The opposition wants all young people who deviate from the social “norm” (also referred to as ‘sexual anarchists’) to be prisoners of their own natural identity without the ability to express themselves and their individuality in a safe environment. For example, one opposition organisation strongly believes that homosexuality can be “treated” and one can become an “ex-gay” if they undergo intensive, religiously-loaded therapy. Such absolutist arguments only serve to further alienate this young generation – a  group that has, historically and until now, continued to be marginalised. The approach of the opposition is further fuelled by powerful, moralistic language used to ensure that these “sexual anarchists” are judged for their deviant behaviour, shamed, and excluded, regardless of how this affects their health, wellbeing, or rights.

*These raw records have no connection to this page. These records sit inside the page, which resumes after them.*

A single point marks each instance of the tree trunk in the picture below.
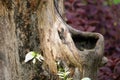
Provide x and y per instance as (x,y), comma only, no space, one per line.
(36,25)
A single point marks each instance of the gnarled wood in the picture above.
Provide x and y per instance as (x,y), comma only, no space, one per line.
(83,50)
(35,25)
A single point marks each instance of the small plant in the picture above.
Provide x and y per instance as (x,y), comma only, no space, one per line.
(33,56)
(63,73)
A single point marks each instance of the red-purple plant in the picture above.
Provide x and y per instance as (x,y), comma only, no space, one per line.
(96,16)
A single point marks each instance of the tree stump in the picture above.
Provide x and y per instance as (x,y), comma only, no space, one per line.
(35,25)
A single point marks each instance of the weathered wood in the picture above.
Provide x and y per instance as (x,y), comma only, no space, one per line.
(35,25)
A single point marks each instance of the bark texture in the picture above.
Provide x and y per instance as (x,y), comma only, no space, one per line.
(35,25)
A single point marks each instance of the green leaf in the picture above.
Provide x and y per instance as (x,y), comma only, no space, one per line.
(34,61)
(116,1)
(29,56)
(39,57)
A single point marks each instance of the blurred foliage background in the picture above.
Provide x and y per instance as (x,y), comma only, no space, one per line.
(101,16)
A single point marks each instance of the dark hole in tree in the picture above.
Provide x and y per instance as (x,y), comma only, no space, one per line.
(83,42)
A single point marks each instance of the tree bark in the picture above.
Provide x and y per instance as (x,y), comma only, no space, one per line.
(35,25)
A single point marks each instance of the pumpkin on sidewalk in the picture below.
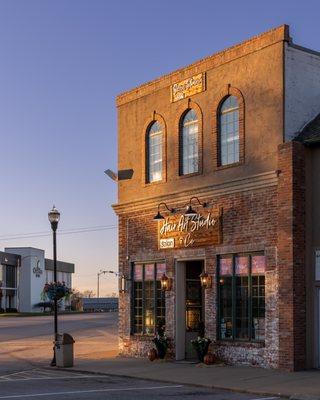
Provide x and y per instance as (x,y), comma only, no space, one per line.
(209,359)
(152,354)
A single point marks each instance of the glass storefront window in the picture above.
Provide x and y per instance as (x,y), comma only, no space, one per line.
(242,297)
(148,298)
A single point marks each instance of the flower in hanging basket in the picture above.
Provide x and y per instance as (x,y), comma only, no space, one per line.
(55,291)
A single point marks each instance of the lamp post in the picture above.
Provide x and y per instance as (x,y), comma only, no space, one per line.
(54,217)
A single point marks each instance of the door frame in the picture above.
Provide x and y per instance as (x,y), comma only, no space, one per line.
(180,306)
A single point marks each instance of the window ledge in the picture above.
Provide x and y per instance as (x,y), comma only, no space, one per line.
(141,337)
(147,184)
(184,176)
(237,164)
(239,343)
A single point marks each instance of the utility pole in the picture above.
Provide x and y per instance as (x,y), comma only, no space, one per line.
(102,272)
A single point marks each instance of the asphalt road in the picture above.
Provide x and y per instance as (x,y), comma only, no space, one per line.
(26,342)
(46,383)
(79,325)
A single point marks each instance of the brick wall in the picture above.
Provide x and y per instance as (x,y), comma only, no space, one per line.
(291,256)
(249,224)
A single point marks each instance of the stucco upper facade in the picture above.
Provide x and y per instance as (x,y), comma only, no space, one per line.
(262,196)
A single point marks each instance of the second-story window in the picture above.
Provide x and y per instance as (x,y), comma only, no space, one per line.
(189,143)
(154,153)
(229,131)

The dangerous thought processes that fuel the relentless, often aggressive enthusiasm of reproductive health and rights opponents are particularly evident amongst their young advocates who have been thrown into an intense environment at the United Nations, often without the necessary preparation. These individuals come across as the minions of the ‘old guard’: the people who have been pushing this restrictive, anti-rights agenda for decades. In previous years, anti-reproductive health and rights youth advocates were openly intimidating to young reproductive rights advocates.  Even during my short time here, I know that I have been ’covertly’ photographed so that I can be identified to other youth advocates. That is why I have protected my identity in speaking out. I can honestly say that these are tactics that neither I, nor any of my colleagues, have employed. Rather, we understand that our medically-correct, human rights-based and truly representative messages are all the ammunition we need to mitigate the harm of these proliferators of hate and judgement.

As a young person who has been sent to the United Nations to represent the millions of young people from my part of the world, I see it as my duty to ensure that the hateful messages of these young people and their role models are as far from the outcome document of this meeting as possible.